Distributable income took a hit from a $1.4 million payment to perpetual security owners and withholding tax on the divestment of Jinshan Chemical Warehouse during the period, said the manager.
Even as gross revenue rose by 4.8 per cent to $31 million, net property income still dipped by 0.6 per cent to $23.4 million, on the back of lower contributions from the Singapore portfolio. Cache Logistics Trust felt the pinch from the sale of Hi-Speed Logistics Centre in May 2018 and lower income from 51, Alps Avenue, which had seen a rental top-up the previous year in the resolution to a lease dispute.
Cache Logistics Trust, which has 26 warehouses in Singapore and Australia, reported a committed occupancy rate of 95 per cent for the portfolio as at Dec 31, 2018.
The weighted average lease expiry (WALE) by net lettable area stood at 3.2 years and Daniel Cerf, chief executive of manager ARA Trust Management (Cache), noted in a statement that a strategy for portfolio rebalancing and growth was "in full swing". The initiative, which started in 2015, involves selling off leasehold and under-performing assets to re-invest in freehold sites with longer WALE.
Full-year distributable income slipped by 3.9 per cent to $63.4 million, while net property income increased by 4.2 per cent to $90.9 million and gross revenue grew by 8.6 per cent to $121.5 million.
Cache Logistics Trust's DPU for the 12 months came up to 5.903 cents, against an adjusted DPU of 6.583 cents in 2017, taking into account a fund-raising rights issue that year.
The Reit had an aggregate leverage of 36.2 per cent and weighted average debt maturity of 3.9 years, with Mr Cerf crediting "our prudent capital management efforts" for "a Singapore portfolio that is entirely unencumbered". Unencumbered investment properties made up 87 per cent of Cache Logistics Trust's total portfolio value as at end-2018.
ARA Group now holds about 9.6 per cent of the trust's unit.

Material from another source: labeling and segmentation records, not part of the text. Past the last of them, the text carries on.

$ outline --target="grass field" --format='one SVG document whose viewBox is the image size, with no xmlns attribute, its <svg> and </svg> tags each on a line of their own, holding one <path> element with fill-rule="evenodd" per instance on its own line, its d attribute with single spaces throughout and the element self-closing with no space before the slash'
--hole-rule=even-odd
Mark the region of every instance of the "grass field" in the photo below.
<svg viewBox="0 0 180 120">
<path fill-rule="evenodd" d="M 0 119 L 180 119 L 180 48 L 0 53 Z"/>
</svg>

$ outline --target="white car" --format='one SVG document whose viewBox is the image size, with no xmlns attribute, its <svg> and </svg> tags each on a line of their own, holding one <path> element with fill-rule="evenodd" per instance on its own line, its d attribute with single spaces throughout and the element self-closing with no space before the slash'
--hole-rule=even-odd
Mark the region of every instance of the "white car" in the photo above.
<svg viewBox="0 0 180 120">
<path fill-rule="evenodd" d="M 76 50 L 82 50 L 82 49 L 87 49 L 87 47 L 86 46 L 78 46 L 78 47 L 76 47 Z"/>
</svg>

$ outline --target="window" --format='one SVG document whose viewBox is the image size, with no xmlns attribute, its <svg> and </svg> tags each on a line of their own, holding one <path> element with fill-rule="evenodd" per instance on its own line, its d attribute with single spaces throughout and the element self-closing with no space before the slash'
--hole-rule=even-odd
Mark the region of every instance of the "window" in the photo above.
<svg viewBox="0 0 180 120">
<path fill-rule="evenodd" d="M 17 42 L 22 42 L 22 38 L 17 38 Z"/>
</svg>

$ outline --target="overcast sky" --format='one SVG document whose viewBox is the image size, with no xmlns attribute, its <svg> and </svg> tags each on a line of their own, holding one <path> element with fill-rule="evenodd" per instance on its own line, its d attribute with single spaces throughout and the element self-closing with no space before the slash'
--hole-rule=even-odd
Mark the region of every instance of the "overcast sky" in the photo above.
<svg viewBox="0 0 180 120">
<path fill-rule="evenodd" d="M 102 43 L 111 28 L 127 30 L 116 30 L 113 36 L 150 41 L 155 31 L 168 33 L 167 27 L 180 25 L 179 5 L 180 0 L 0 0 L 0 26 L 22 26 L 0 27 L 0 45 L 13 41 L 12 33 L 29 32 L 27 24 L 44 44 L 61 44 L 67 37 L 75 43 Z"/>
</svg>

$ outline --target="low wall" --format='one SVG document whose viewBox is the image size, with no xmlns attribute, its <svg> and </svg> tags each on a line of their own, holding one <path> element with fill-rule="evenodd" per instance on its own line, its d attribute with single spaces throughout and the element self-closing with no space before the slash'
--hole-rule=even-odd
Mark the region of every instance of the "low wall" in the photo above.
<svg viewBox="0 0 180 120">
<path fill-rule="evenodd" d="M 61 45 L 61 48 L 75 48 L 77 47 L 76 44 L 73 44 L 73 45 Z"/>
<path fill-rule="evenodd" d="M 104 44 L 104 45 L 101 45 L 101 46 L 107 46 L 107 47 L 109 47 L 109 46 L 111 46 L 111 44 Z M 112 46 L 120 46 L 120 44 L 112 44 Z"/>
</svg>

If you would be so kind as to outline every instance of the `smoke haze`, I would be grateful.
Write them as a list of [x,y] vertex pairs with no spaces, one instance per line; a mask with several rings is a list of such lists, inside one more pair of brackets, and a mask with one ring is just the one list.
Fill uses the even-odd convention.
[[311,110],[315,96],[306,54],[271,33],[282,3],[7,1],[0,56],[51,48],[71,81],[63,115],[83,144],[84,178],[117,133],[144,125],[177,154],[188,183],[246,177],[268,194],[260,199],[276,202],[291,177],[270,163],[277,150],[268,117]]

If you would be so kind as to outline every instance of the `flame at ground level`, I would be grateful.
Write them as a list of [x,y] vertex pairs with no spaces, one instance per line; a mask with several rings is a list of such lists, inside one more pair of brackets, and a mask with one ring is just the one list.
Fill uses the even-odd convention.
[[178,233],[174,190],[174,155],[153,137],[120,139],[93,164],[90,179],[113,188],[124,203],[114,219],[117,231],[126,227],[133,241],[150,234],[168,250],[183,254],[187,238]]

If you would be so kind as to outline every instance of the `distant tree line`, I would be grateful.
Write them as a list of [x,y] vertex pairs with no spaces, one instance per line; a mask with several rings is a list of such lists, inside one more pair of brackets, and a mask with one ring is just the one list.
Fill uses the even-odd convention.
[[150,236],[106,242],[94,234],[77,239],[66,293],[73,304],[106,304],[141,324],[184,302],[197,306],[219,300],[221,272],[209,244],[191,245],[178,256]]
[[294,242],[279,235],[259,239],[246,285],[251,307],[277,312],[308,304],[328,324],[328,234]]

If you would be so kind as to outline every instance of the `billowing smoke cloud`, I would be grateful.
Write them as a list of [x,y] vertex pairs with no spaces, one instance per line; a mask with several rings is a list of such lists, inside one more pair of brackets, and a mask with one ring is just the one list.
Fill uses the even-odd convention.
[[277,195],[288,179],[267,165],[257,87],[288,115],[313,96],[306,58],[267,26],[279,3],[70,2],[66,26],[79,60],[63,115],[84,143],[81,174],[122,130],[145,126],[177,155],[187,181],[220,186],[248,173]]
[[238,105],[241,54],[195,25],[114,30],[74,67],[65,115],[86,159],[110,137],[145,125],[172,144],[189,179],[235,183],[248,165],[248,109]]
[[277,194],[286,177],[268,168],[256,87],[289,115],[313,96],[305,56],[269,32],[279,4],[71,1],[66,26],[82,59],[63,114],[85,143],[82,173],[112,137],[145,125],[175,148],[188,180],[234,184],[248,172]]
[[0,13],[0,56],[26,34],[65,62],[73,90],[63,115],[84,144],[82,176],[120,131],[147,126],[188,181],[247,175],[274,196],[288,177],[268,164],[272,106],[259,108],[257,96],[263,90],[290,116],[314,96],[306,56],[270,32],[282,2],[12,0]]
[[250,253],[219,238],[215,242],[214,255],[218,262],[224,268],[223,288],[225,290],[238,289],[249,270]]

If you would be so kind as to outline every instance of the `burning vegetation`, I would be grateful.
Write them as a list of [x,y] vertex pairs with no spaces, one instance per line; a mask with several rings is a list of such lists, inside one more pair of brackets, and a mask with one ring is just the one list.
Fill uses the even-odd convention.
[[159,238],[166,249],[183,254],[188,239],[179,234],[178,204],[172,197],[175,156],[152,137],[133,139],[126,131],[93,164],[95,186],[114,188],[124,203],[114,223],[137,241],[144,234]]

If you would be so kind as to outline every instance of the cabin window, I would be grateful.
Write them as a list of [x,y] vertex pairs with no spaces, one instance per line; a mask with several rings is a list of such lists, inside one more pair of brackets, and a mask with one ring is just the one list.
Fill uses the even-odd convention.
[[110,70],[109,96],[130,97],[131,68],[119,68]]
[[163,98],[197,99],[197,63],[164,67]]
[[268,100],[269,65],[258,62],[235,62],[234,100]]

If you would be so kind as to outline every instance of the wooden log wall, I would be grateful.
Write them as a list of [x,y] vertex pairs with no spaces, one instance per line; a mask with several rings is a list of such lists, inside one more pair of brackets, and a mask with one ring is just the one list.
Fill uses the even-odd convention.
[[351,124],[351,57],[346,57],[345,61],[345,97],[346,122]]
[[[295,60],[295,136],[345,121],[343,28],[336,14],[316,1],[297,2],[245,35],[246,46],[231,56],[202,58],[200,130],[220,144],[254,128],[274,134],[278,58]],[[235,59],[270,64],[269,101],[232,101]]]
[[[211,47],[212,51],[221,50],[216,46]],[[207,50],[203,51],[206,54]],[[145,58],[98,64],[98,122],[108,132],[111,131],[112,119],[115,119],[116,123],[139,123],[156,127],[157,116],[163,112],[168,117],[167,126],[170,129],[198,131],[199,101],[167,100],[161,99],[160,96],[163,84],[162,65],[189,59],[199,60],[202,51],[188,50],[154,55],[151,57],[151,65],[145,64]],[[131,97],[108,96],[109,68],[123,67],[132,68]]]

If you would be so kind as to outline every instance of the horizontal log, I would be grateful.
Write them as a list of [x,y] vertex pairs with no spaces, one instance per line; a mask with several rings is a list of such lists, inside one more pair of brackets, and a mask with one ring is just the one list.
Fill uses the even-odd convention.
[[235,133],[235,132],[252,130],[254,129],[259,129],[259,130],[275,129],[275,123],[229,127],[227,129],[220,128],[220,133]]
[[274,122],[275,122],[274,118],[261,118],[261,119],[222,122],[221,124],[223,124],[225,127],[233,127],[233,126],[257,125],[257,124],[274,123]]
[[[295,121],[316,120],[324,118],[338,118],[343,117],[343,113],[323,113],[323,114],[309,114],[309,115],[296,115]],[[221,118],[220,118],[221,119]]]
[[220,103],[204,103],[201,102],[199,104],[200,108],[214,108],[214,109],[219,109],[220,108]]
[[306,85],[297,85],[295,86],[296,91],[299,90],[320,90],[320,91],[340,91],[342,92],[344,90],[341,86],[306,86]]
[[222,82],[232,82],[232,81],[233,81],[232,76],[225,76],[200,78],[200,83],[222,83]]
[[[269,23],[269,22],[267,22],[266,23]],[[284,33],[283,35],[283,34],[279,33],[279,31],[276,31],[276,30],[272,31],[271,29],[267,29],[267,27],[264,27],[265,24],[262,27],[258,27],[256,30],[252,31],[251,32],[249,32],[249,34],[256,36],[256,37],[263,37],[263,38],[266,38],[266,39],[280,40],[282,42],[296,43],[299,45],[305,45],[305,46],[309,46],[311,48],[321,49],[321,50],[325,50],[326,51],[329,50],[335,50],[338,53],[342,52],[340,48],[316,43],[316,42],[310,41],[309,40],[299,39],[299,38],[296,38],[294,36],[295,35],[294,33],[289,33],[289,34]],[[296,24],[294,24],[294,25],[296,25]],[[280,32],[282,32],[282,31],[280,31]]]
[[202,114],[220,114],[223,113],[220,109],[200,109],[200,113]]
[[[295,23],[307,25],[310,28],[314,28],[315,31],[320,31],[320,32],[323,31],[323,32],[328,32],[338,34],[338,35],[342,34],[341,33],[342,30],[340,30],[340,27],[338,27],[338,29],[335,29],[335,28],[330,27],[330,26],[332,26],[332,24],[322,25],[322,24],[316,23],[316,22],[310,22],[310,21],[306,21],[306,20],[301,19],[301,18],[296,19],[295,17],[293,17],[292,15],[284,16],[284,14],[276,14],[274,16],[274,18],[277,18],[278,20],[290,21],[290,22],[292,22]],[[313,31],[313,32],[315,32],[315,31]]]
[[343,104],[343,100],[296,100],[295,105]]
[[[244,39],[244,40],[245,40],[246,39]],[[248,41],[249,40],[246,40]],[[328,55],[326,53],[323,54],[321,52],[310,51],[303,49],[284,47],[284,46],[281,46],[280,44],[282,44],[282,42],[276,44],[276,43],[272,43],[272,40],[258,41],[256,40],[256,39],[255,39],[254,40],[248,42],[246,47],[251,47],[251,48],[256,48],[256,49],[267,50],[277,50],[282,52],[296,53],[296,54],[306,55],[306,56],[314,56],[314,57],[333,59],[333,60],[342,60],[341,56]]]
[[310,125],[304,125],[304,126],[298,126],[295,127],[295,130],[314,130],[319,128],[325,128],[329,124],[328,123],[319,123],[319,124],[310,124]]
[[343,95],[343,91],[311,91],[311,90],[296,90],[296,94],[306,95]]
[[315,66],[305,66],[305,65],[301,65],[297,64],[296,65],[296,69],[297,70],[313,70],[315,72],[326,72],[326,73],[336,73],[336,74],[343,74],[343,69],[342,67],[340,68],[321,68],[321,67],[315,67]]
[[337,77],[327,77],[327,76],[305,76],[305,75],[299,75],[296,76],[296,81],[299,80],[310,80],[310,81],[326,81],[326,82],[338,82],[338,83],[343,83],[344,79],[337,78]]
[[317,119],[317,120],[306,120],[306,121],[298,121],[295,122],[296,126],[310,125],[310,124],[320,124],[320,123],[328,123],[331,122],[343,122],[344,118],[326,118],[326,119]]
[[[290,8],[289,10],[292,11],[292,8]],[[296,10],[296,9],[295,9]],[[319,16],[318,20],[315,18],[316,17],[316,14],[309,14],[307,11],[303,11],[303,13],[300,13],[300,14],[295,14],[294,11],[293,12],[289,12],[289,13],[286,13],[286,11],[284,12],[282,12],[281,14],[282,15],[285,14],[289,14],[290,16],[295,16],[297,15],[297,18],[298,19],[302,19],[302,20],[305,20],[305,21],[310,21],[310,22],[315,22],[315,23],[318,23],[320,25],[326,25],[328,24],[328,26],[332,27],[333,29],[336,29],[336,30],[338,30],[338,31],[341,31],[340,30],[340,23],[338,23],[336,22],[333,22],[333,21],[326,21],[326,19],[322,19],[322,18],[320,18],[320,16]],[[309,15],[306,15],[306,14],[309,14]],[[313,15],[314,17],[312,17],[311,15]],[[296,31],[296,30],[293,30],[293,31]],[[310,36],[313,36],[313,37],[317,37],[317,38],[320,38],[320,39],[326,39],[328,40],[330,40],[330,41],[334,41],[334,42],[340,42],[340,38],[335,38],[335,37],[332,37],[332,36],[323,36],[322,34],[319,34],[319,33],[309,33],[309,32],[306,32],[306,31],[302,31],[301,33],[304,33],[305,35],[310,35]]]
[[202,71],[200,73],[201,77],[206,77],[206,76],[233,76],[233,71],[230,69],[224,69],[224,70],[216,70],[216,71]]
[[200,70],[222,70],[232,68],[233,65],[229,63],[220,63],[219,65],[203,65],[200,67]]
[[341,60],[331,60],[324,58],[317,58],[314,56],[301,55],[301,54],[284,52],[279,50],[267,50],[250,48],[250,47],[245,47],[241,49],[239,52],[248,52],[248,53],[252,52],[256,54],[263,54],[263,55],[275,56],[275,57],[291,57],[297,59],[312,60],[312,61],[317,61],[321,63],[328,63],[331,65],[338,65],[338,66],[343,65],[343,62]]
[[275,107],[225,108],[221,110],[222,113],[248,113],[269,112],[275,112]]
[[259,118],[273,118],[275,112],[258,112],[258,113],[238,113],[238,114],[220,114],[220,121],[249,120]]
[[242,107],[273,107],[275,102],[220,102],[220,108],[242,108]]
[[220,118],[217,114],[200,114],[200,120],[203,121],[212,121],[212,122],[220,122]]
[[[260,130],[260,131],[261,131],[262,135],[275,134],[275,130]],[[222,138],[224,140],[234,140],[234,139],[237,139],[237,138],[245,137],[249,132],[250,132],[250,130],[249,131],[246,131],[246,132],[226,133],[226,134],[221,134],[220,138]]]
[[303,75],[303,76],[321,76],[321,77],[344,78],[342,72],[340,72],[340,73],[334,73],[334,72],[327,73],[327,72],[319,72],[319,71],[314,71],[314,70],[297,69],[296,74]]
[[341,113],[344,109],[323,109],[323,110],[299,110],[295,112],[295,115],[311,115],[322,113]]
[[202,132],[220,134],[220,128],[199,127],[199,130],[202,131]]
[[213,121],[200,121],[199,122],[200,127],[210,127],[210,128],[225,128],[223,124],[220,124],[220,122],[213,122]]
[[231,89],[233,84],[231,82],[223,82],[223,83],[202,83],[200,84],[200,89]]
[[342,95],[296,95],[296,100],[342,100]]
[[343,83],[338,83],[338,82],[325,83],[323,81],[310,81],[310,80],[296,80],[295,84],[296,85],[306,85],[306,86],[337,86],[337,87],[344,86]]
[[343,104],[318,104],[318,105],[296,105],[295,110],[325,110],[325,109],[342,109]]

It became the dominant unit holder by buying out sponsor CWT, which was owned at the time by debt-embattled Chinese conglomerate HNA Group. Mr Cerf noted: "During the year, ARA took full control of the manager and increased its stake substantially to become the single largest unit holder in Cache.
"This significant development demonstrates ARA's confidence and strong support in Cache, and we will continue to capitalise on ARA's established foothold to grow the Reit."